Now at the age of 65, Eric Clapton has nothing left to prove as a singer, guitarist and icon of rock music. So it may come as a surprise to learn that he's finally let go of all the pressure from the so-called rock press and die-hard "Layla" fans to live up to his icon status. This record, simply entitled Clapton, is more of a vintage work: balanced, laid-back and sentimental. Surrounded by musical friends such as J.J. Cale, Jim Keltner, Willie Weeks and producer Doyle Bramhall II, what you'll find here is a musical mix of blues, gospel and jazz standards (that's right, Irving Berlin's "How Deep Is The Ocean" and "Autumn Leaves" make the cut).

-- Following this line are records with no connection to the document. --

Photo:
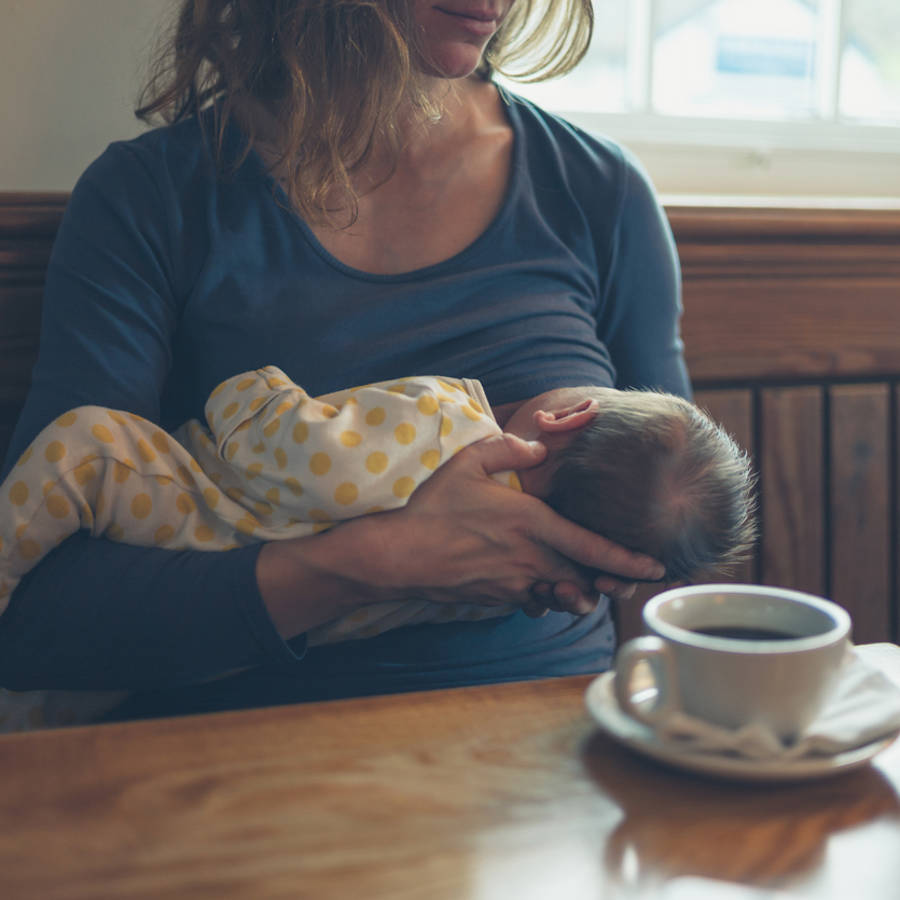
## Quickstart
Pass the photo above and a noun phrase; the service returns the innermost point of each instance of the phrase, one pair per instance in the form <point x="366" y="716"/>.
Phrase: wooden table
<point x="503" y="791"/>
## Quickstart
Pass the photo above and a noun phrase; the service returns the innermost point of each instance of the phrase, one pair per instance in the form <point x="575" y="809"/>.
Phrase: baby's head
<point x="652" y="472"/>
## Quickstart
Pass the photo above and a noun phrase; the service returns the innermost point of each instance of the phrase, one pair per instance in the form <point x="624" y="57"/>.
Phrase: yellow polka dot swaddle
<point x="273" y="463"/>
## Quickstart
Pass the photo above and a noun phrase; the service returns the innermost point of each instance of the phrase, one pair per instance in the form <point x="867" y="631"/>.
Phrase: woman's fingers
<point x="591" y="550"/>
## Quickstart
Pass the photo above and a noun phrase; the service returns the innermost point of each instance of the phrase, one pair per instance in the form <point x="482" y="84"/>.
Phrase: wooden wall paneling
<point x="767" y="327"/>
<point x="733" y="409"/>
<point x="791" y="488"/>
<point x="859" y="555"/>
<point x="28" y="224"/>
<point x="767" y="292"/>
<point x="895" y="515"/>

Clapton also went to New Orleans and added Wynton Marsalis, Trombone Shorty and Allen Toussaint to the band for a swinging version of "My Very Good Friend The Milkman" and "When Somebody Thinks You're Wonderful." These tracks stand out on the album because Clapton, the great imitator in some people’s minds, has reverently captured the flavours and street feel of New Orleans.

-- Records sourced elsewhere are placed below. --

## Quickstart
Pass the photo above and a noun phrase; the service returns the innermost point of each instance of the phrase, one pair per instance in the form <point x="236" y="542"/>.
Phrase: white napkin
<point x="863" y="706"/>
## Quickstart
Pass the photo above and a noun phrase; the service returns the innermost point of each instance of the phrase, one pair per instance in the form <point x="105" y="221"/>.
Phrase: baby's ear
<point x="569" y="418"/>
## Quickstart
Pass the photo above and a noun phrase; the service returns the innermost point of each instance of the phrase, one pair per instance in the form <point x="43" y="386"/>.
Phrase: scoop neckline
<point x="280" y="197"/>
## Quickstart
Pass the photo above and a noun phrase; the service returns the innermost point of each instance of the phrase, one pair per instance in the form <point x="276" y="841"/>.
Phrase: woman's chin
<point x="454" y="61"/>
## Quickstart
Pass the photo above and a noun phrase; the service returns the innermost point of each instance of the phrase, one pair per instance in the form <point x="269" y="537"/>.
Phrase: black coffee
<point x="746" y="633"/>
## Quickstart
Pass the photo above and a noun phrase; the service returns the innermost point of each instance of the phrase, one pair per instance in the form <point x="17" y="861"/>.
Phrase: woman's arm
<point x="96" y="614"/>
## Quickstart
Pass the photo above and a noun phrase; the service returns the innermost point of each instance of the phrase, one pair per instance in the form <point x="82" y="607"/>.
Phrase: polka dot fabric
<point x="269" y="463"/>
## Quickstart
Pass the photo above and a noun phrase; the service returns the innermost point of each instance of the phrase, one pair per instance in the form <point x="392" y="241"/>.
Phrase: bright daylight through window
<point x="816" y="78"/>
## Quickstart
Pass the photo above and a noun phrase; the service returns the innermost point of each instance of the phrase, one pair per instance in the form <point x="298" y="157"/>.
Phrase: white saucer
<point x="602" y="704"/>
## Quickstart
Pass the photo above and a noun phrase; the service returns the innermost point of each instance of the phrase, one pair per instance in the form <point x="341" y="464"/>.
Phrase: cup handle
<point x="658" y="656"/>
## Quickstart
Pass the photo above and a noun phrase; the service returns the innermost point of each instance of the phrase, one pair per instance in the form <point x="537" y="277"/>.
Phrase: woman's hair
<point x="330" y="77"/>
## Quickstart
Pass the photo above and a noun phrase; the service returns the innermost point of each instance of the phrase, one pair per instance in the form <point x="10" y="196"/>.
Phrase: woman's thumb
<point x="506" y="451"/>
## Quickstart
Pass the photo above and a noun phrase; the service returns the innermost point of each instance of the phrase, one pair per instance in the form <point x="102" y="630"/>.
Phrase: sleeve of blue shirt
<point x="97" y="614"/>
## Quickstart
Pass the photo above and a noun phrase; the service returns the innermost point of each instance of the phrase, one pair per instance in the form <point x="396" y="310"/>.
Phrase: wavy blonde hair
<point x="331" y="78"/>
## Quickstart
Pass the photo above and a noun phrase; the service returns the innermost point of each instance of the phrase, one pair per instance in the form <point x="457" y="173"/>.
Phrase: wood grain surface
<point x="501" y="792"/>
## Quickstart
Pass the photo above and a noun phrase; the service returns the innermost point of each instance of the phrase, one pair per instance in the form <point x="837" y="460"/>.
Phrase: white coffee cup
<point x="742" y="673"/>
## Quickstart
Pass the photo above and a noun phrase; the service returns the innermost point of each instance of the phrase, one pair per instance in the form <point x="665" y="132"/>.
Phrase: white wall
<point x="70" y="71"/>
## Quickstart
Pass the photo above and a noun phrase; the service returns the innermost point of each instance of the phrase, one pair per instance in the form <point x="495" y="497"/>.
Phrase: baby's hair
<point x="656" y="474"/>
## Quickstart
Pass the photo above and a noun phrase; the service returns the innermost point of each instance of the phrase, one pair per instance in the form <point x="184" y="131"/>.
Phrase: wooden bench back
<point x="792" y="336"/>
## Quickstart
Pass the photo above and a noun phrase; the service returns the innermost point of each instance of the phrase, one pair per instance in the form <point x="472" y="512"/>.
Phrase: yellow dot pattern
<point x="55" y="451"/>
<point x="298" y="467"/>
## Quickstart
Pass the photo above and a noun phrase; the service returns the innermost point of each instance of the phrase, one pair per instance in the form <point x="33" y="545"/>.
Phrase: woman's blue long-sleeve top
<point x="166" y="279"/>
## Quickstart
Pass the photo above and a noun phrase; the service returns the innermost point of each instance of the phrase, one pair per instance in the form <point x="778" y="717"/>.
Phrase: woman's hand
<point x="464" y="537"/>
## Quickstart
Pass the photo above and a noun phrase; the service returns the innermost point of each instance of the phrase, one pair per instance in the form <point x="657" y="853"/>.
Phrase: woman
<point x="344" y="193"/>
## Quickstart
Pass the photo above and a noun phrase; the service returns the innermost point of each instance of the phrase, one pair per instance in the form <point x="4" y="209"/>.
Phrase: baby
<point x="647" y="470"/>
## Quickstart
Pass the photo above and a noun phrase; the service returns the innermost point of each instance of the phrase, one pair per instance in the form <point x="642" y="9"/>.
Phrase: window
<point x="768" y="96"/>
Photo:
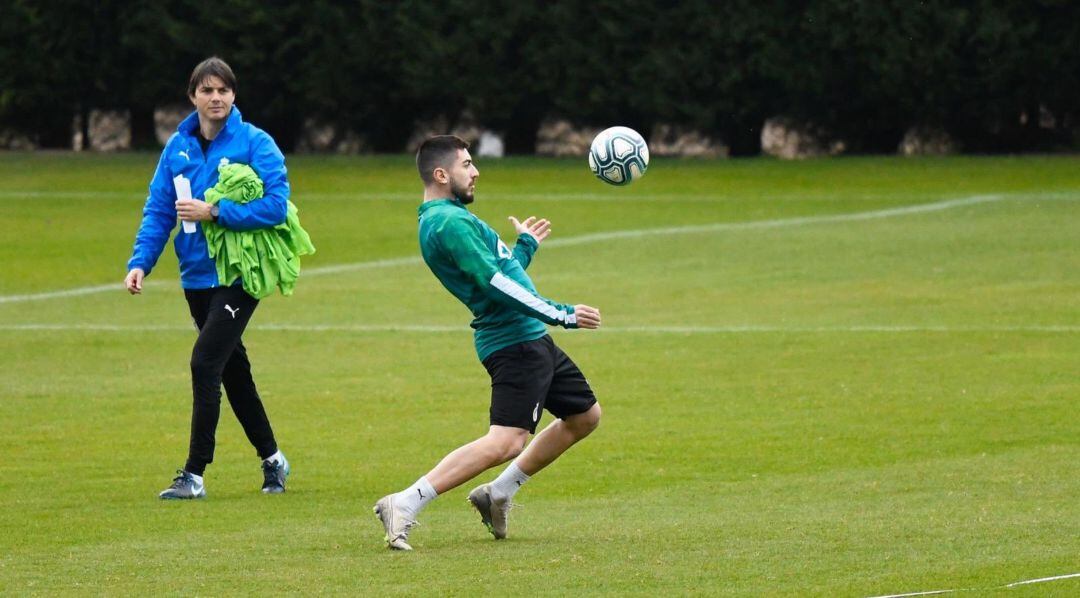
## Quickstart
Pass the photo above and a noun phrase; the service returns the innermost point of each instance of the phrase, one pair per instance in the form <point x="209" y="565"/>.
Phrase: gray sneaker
<point x="394" y="522"/>
<point x="184" y="487"/>
<point x="493" y="513"/>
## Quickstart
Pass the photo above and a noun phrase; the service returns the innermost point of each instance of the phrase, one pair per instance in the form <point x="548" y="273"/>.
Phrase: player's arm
<point x="272" y="207"/>
<point x="159" y="218"/>
<point x="530" y="232"/>
<point x="462" y="240"/>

Two tracks feature J.J. Cale, whose songs Clapton has made famous, such as "After Midnight" and "Cocaine." They recorded a duet album in 2006 called The Road to Escondido. It was a decent effort. But this time the songs are arranged in a more ambitious way (with strings no less) and a band surrounding Clapton that is at once tight and musically in the pocket. "Everything Will Be Alright" and "River Runs Deep" kick with that perfect swamp-blues feel. In fact this whole record is about feel from the musicians to the leader himself. On a duet with Sheryl Crow, "Diamonds Made From Rain," Clapton sings, "everything that I've endured...I wouldn't change a can make diamonds from rain." It’s a beautiful sentiment with the right touch of embellishment from the London Strings Orchestra. Fortunately, it doesn't fall into one of those overwrought 80s power ballads. While not the greatest song in the world, "Diamonds Made From Rain" sounds sincere to me.

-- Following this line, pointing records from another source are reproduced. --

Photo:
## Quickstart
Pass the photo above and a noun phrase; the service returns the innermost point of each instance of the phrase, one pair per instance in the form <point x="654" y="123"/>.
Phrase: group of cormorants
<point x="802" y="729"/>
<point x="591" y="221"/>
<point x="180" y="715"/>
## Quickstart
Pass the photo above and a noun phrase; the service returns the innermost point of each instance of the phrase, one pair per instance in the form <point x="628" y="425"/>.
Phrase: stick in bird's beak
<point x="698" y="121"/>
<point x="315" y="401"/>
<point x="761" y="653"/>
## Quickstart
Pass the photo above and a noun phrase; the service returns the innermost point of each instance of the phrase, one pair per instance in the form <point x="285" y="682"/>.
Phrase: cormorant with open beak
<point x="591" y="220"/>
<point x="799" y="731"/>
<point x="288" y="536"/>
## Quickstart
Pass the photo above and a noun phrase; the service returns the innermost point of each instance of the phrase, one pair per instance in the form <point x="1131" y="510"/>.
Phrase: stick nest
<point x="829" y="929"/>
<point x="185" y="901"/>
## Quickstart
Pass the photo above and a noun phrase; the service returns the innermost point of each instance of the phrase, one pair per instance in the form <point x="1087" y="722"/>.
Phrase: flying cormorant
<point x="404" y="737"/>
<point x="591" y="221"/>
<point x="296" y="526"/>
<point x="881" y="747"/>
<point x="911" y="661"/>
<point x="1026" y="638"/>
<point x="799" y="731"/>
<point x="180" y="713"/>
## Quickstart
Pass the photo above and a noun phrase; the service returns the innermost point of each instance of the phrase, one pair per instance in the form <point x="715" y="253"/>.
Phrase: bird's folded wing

Blues music is a style Clapton knows only too well going back to his days with John Mayall, The Yardbirds and Cream. He's released a couple of records featuring the music of Robert Johnson and he's usually included a blues number on just about every record he's released as a solo artist. This new album features a few more, "Travelin' Alone," "Can't Hold Out Much Longer" and "Hard Times Blues." These tracks stand out for their effortless playing and understated feel. The tempo picks up significantly on the penultimate track, Clapton's "Run Back To Your Side," featuring the under-recognized Derek Trucks on slide guitar. One of the best songs on the record is J.J. Cale's "Everything Will Be Alright." The groove is irresistible and the strings support and nurture Clapton's ever-tasteful solo.

Twenty-five years ago, I would have said that Clapton "lost it" by recording “Autumn Leaves” the much beloved jazz standard. A full album of this material would have made me blush in embarrassment. But to close out the record with such a sweet version of "Autumn Leaves," adding a good guitar solo on the fade, has me wondering what my problem is. (Perhaps it's those flaccid Rod Stewart records of the American Songbook that are jumping to mind.) Clearly for Clapton, these songs flowed without pretense or any pressure to prove his worth. Much like his image on the cover, Clapton stands proud of his accomplishments in music and this record is certainly one of them.

-- John Corcelli is a musician, writer, actor and theatre director.